Со знакомством – святое дело.
Пришел мужчина – калган бритый, двустволочка в узорах, не иначе, немецкой работы, ягдташ-патронташ с иноземной наклейкой, сапоги до пупа, дым сигареты ненашенской, строго спросил с берега:
– Что за народ?
– Сбродня, – ответили. – Лесовики. Дикие мужички. Дрянца с пыльцой. Ты кто есть?
– Кто есть, – сказал важно, – вам знать незачем. Кто буду – еще узнаете.
Степа-позорник подкатился незамедлительно:
– Наработано. Бандитов наловлено. Медаль отхлопотать за героическую жизнь.
А тот:
– Зайдете в приемные часы.
Сел на носу. Отдельно от прочих.
– Не, – сообщил. – У меня коньяк.
– А никто и не подносит, – сказали от канистры.
И поглядели нехорошо,
Лодка уже осела заметно, но народ всё прибывал.
Пришел мужик с капканом.
Пришел малец с луком.
Малоумный с рогаткой.
Недросток с фоторужьем.
Пришли вместе слепой с глухим: один слушает, чего где шевелится, другой палит туда без передыху. Бой-гром по лесу: авось, в кого попадут.
Последним притопал звероватый дядя, косорукий, косоротый и косоногий. То ли человек, то ли полулюдок.
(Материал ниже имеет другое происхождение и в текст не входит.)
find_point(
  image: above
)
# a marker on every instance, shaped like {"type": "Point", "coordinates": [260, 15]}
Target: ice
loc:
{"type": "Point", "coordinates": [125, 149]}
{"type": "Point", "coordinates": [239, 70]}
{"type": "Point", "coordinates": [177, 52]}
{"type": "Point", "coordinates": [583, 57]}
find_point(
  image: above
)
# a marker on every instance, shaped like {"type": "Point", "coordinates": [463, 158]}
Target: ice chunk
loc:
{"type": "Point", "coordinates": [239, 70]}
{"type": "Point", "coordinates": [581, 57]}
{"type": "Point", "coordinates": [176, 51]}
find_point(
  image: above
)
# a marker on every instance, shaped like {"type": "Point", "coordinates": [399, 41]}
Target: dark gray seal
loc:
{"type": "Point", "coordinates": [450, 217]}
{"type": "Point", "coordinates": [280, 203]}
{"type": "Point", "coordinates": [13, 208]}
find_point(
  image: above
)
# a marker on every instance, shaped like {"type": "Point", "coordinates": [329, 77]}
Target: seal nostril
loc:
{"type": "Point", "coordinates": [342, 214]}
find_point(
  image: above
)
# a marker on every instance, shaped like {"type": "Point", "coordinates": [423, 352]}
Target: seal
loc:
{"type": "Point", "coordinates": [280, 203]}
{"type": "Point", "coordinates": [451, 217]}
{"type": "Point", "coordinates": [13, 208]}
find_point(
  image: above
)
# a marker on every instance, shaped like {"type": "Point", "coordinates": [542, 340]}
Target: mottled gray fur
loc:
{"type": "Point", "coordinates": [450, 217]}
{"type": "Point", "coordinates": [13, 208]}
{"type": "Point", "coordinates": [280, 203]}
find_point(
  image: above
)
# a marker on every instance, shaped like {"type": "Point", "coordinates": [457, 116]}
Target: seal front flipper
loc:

– У меня фузея, – сказал. – Стволы-стаканы. Кило пороху, два кило гвоздей: стаю на лету снимаю.
Зауважали:
– А вы кто есть?
– Косой Гам-Гам.
– Из каких будете?
– Из недоносков.
– Чего надо?
– А чего всем. Я их руками рву, с пером ем.
– Годится. Иди к нам жить.
Влез. Лодка осела. Борта вровень с водой.
– Потонем, – сказал Степа-позорник.
– Не потонем, – сказали от канистры. – Еще не допито.
– Мы не потонем, – сказали сверхсрочники. – У нас плавучесть повышенная.
– У меня тоже, – сказал калган. – Везде всплывал.
– А и потонем, – слепой с глухим, – спирт не надо разводить. Сам разбавится.
И протянули складные стопочки. С виду неприметные, а раскроешь – ведро входит.
Прибежал малый с бутылкой, прыгнул на корму, лодка черпнула бортом:
– Чего стоим?
И мы тронулись.
Сбродня. Дрянца с пыльцой. Всякие разные.
Сбежать бы, да некуда.
От себя не сбежишь.
4
Дальше – туман.
Захочешь – не вспомнишь.
Туман снаружи и туман внутри.
Только прогалы редкие, как оконца в трезвый мир.
Терешечка толкался не спеша шестом, лодка ползла тяжело, брюхом раздвигала осоку.
Болотная жижа. Пузыри. Осклизлые коряги. Островки гнилых трав. Вода на дне. Ноги промокшие. Спины озябшие. Жуть и пьянь.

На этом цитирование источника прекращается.